Since taking office as Malta’s Prime Minister, Abela has been highly critical of the judiciary several times in what many interpret as an attempt to influence their decisions. As head of the executive, he has used his position to put pressure on them – which is what he was so adamantly against when he was writing up his thesis.

His latest target – which he has criticised for months – is the magistrate who conducted the inquiry into the Vitals deal the government reached in 2015, which has now led to charges being filed against, among others, former Prime Minister Joseph Muscat, former minister Konrad Mizzi, former minister (now Central Bank Governor) Edward Scicluna, and the current deputy prime minister Chris Fearne.

He has accused Magistrate Gabriella Vella of delaying tactics and that she timed the conclusion of the inquiry to coincide with the European Parliament Elections. As head of the executive, Abela has accused the magistrate of trying to cause harm to Labour’s electoral aspirations. Justice, he said, must be carried out without motives behind it.

But, in the conclusion of his thesis, which he submitted in 2002, Abela had written, and emphasised too, that “a judge must be free from political or other pressures”.

It was certainly a different frame of mind that the one he endorses today.

Abela had also noted, in his thesis conclusion, that judges (and, we presume, also magistrates) should be free from “political and other pressures”. This also “applies also to the judicial process which must be free at every stage from interference by the Executive branch of government in order that justice is not only done but is also seen to be done”.

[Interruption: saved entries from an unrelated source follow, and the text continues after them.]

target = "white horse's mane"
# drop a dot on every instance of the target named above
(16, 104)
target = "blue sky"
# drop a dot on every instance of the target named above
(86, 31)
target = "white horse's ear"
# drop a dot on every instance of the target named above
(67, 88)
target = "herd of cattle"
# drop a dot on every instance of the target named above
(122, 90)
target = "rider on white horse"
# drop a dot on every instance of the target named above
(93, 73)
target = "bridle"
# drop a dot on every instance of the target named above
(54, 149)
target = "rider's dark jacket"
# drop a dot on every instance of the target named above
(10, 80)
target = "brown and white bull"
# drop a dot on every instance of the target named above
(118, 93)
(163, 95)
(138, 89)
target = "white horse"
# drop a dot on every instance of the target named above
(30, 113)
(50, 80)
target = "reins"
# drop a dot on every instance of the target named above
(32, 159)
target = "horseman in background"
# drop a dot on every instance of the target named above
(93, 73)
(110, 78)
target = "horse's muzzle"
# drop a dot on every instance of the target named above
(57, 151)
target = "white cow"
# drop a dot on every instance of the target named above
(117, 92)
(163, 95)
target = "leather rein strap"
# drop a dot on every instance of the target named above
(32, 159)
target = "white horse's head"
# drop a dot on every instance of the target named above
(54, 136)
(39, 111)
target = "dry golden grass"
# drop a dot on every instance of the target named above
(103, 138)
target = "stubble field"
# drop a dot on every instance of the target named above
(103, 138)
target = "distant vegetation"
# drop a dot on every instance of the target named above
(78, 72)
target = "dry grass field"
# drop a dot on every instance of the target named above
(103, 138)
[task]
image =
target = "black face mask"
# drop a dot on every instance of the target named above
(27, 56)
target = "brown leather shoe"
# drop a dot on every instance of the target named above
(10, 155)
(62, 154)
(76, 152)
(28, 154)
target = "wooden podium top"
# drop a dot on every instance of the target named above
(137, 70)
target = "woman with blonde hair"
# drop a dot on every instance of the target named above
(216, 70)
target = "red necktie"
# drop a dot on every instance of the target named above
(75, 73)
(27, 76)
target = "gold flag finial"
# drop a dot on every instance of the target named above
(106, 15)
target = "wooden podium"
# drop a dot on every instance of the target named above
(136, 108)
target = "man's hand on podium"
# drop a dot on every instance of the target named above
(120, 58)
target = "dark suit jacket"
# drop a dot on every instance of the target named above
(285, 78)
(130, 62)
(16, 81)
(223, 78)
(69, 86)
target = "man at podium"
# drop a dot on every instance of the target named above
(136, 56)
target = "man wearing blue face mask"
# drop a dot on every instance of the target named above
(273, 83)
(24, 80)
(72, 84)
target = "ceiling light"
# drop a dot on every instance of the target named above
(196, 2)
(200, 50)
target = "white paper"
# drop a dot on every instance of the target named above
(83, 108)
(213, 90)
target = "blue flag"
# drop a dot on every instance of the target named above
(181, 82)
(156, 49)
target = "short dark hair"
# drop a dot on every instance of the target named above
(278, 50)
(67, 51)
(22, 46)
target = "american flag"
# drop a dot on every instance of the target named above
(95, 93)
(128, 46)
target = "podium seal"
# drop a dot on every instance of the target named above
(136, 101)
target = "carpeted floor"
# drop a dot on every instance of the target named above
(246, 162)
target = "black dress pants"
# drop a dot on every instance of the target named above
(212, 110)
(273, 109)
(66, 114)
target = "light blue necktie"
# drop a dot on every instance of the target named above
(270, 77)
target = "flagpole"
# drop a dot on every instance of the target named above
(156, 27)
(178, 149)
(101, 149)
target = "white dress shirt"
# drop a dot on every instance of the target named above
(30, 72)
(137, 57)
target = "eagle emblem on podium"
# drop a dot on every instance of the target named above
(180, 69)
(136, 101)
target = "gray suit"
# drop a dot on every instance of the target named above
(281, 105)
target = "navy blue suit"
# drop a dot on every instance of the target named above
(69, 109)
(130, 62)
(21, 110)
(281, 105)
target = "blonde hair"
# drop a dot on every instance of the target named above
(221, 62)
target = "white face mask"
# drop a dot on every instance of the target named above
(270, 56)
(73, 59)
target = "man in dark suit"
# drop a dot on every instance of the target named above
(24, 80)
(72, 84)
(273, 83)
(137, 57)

These words are written twice, as if to underscore them. They can be found in the abstract as well as the conclusion, and normally are considered to be salient points by the author, in this case Abela.

It should be noted that in the conclusion, Abela also highlighted in bold the words “at every stage”, which adds to the weight that Abela wanted to give them.

Now that he is the head of the executive, Abela is behaving rather differently from the conclusion he had reached in his thesis, which had been entitled “Judicial accountability and impeachment”.

To mark the irony, this part of Abela’s thesis was also quoted during a protest held by students in front of the law courts on Monday, where they called on the PM to refrain from attacking the judiciary.